Yes, it is a sync issue b/w SVMRange unmap deferred list and get-attribute call. There is time slot when Process vma has been unmapped from CPU side, but prange is not removed in deferred list. If get-attribute is called  in this time slot, then there will be a problem.

This issue happens when KFDSVMRangeTest,SetGetAttributesTest runs after KFDSVMRangeTest.BasicSystemMemTest test.

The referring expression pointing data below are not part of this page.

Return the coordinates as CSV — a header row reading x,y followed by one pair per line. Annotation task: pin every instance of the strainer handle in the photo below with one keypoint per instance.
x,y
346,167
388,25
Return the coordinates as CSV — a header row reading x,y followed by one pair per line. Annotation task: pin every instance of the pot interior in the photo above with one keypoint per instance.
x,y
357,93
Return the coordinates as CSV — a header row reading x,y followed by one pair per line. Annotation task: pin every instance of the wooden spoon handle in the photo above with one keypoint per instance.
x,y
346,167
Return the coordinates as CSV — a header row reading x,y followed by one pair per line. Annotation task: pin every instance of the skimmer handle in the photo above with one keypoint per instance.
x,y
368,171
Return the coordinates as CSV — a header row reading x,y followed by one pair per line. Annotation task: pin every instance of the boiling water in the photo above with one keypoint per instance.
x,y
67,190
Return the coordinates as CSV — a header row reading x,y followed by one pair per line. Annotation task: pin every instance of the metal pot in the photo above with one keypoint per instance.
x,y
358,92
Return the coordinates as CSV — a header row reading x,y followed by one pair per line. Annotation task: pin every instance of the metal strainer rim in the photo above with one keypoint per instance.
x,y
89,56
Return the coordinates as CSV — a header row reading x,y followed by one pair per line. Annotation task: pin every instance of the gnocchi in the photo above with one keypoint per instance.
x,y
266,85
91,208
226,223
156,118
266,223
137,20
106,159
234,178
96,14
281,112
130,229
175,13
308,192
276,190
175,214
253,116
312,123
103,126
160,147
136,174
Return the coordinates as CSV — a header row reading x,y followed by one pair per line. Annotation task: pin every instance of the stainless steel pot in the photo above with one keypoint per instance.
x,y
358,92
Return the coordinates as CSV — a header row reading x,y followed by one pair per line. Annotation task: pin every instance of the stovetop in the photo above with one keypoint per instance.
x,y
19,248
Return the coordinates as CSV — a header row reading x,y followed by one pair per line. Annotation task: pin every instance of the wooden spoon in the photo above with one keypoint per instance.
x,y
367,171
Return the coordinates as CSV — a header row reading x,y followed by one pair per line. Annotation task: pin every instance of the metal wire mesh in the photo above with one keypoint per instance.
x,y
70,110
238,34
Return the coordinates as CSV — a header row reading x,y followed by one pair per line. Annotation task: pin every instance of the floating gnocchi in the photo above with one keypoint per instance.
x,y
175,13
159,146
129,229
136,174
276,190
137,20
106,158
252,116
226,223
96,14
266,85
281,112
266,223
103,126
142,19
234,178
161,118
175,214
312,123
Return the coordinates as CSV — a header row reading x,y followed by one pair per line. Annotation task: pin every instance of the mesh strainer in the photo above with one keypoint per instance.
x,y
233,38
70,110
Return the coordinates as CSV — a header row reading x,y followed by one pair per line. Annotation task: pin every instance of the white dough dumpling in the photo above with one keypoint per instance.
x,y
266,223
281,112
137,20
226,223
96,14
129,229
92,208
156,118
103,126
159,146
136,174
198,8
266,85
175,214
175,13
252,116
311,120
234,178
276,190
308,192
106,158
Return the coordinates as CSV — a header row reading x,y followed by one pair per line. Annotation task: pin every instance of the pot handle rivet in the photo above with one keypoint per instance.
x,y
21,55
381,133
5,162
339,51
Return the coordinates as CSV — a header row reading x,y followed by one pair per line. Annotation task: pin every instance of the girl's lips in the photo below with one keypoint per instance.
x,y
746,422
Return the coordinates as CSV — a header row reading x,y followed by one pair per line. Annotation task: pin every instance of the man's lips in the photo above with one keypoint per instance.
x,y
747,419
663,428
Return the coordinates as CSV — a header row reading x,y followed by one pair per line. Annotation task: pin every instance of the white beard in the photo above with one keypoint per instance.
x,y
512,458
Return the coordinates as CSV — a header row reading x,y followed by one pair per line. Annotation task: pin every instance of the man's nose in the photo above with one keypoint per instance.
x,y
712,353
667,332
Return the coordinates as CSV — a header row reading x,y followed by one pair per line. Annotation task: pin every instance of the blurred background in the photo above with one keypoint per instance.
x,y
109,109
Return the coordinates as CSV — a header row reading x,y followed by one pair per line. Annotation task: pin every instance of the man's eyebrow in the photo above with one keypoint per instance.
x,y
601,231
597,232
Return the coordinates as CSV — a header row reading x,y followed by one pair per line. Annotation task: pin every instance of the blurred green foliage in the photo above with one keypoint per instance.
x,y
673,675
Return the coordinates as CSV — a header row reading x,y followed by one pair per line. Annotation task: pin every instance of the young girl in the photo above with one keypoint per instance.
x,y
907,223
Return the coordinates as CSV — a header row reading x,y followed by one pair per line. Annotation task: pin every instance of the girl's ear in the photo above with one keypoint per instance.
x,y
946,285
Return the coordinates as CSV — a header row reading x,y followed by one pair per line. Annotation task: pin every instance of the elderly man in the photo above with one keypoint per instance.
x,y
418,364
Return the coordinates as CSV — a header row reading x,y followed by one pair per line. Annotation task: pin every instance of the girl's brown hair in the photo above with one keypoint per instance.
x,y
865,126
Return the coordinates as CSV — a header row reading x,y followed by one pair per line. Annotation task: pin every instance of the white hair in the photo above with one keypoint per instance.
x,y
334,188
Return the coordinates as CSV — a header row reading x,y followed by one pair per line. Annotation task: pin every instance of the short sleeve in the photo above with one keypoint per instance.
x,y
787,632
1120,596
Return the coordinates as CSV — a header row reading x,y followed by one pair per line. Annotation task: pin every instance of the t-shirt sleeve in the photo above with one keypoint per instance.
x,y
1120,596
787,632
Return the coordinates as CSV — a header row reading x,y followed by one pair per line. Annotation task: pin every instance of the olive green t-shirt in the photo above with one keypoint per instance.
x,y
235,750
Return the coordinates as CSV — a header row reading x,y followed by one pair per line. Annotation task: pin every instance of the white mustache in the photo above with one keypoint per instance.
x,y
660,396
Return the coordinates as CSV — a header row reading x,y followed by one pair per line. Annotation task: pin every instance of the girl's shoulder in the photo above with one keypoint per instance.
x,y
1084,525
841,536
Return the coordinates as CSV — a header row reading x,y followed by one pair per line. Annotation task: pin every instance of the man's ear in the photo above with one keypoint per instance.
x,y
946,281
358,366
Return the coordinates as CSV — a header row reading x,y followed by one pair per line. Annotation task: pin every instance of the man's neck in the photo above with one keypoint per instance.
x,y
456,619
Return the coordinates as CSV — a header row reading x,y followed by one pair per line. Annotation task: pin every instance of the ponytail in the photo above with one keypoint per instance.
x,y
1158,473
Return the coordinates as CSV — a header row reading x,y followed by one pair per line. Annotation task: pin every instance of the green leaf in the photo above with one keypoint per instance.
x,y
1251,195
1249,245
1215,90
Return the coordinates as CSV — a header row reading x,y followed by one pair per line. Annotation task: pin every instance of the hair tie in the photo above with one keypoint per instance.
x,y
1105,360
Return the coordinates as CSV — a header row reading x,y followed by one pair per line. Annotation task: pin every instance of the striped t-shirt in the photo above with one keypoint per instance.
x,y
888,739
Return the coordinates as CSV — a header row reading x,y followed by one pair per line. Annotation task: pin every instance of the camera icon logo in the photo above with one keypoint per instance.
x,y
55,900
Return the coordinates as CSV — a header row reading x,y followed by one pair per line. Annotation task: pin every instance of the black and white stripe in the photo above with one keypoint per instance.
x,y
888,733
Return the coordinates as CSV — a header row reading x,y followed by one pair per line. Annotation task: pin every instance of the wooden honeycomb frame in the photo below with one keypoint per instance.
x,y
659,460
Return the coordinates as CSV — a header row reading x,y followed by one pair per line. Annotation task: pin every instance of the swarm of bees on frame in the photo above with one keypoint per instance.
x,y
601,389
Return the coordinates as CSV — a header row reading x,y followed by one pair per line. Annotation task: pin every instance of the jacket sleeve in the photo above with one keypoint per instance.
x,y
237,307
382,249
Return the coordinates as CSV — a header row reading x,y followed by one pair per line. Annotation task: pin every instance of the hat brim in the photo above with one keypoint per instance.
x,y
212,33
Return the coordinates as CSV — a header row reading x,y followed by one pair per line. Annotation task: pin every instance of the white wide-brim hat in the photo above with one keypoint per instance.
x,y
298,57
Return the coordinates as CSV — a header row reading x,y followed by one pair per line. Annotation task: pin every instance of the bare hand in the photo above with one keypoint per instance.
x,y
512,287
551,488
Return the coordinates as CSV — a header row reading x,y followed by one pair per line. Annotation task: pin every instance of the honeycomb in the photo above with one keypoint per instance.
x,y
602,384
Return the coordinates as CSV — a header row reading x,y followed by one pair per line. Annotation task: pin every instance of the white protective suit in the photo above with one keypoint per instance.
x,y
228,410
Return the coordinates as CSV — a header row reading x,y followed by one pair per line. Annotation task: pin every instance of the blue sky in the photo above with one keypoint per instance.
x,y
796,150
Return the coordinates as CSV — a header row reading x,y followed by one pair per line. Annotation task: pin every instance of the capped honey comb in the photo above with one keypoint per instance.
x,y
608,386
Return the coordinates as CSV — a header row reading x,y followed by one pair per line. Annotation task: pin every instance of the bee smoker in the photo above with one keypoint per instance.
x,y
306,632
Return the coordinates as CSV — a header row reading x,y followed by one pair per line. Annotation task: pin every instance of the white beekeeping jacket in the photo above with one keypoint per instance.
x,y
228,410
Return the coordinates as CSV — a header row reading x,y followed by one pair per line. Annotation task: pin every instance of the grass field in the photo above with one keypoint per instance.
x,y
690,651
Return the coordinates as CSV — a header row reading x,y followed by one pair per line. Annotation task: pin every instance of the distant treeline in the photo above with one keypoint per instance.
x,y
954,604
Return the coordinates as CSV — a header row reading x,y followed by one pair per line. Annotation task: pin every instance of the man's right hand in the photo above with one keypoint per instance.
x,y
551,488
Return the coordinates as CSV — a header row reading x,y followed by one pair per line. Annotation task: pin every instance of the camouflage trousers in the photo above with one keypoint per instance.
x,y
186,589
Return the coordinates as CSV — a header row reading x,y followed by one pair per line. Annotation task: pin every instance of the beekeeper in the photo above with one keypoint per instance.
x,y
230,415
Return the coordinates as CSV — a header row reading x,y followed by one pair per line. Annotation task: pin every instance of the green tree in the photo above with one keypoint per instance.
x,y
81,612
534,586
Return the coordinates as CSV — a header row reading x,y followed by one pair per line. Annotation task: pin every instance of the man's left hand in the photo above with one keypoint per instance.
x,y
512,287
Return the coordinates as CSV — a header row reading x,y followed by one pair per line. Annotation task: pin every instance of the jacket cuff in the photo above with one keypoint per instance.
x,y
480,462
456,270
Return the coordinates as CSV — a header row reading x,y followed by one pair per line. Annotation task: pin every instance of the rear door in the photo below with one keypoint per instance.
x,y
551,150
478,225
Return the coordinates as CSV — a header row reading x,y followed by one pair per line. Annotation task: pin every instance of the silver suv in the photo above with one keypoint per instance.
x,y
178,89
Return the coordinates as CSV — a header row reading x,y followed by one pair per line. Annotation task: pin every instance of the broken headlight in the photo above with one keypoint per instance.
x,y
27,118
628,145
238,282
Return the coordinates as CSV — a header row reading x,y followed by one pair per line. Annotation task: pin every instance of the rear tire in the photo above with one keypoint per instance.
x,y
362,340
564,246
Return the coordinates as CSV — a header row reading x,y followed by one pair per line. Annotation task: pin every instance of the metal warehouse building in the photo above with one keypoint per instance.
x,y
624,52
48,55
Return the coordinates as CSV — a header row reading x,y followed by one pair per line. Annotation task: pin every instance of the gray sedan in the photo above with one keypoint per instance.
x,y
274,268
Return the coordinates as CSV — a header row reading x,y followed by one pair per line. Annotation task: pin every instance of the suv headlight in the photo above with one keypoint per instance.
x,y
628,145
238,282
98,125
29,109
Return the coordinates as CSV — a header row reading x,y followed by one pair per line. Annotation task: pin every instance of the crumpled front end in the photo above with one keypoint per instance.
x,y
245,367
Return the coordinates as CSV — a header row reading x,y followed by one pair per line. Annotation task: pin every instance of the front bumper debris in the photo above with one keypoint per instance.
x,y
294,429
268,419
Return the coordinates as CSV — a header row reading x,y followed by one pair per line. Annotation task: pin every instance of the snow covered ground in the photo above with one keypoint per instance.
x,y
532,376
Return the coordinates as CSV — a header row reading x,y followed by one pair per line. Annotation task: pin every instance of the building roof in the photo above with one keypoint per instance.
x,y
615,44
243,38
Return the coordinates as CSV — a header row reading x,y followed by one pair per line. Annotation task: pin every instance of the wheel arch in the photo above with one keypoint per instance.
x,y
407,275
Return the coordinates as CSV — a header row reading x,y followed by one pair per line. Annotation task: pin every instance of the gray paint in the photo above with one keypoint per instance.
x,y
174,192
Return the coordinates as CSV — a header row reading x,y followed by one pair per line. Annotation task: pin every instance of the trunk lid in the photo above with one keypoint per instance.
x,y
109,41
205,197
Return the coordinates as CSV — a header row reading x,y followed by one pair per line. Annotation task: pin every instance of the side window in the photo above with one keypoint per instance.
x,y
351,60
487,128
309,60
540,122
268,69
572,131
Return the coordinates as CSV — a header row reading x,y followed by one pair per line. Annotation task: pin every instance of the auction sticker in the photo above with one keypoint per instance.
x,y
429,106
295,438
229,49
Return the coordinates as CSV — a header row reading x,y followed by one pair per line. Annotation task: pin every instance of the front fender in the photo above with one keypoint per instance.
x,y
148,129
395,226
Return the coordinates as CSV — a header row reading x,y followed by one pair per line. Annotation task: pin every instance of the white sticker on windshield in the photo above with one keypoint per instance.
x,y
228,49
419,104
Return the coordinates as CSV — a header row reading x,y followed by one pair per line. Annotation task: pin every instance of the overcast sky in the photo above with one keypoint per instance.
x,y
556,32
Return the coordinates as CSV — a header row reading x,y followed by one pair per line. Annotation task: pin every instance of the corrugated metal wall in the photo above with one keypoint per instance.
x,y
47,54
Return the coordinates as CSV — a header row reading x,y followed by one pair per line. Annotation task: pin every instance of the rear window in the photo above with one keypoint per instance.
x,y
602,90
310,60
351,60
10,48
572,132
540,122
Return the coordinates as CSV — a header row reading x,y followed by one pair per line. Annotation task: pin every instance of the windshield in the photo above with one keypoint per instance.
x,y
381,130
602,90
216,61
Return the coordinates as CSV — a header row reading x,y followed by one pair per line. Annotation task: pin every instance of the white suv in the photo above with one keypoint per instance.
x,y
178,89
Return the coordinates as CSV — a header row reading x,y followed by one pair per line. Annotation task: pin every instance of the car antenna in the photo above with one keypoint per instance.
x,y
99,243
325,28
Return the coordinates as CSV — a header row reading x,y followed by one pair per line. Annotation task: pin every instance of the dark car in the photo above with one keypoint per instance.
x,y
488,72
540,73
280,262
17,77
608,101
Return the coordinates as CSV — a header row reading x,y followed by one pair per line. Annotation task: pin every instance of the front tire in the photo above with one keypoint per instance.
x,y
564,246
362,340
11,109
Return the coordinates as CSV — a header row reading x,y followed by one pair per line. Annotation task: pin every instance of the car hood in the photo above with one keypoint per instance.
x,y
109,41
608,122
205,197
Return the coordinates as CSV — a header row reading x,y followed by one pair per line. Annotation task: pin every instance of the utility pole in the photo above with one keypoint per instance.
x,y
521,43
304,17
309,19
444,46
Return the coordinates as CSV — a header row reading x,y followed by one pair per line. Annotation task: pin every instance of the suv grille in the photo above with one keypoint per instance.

TEST_F(KFDSVMRangeTest, SetGetAttributesTest) {
     TEST_REQUIRE_ENV_CAPABILITIES(ENVCAPS_64BITLINUX);
     TEST_START(TESTPROFILE_RUNALL)
......
     HSAint32 enable = -1;
     EXPECT_SUCCESS(hsaKmtGetXNACKMode(&enable));
     expectedDefaultResults[4] = (enable)?HSA_SVM_ATTR_ACCESS:HSA_SVM_ATTR_NO_ACCESS;
     sysBuffer = new HsaSVMRange(BufSize); // It returns the same addr as the last test case since the addr is already munmap for CPU.
     char *pBuf = sysBuffer->As<char *>();
 
     LOG() << "Get default atrributes" << std::endl;
     memcpy(outputAttributes, inputAttributes, nAttributes * sizeof(HSA_SVM_ATTRIBUTE));
     EXPECT_SUCCESS(hsaKmtSVMGetAttr(pBuf, BufSize, // This is the problematic get-attribute. It returns the the prange attributes in the last test case since prange is not removed.
                                     nAttributes, outputAttributes));

sysBufer address is an unregistered SVM range. Thus hsaKmtSVMGetAttr should return the default attributes. But there are some corner cases, deferred list from last test case is not finished when get attribute is called, so svm range list remains the contents of the last test. In such cases, hsaKmtSVMGetAttr returns the attributes in the last test instead of default values. (The two test cases are in the same process, mmap in HsaSVMRange constructor return the same addr) and makes test case fail.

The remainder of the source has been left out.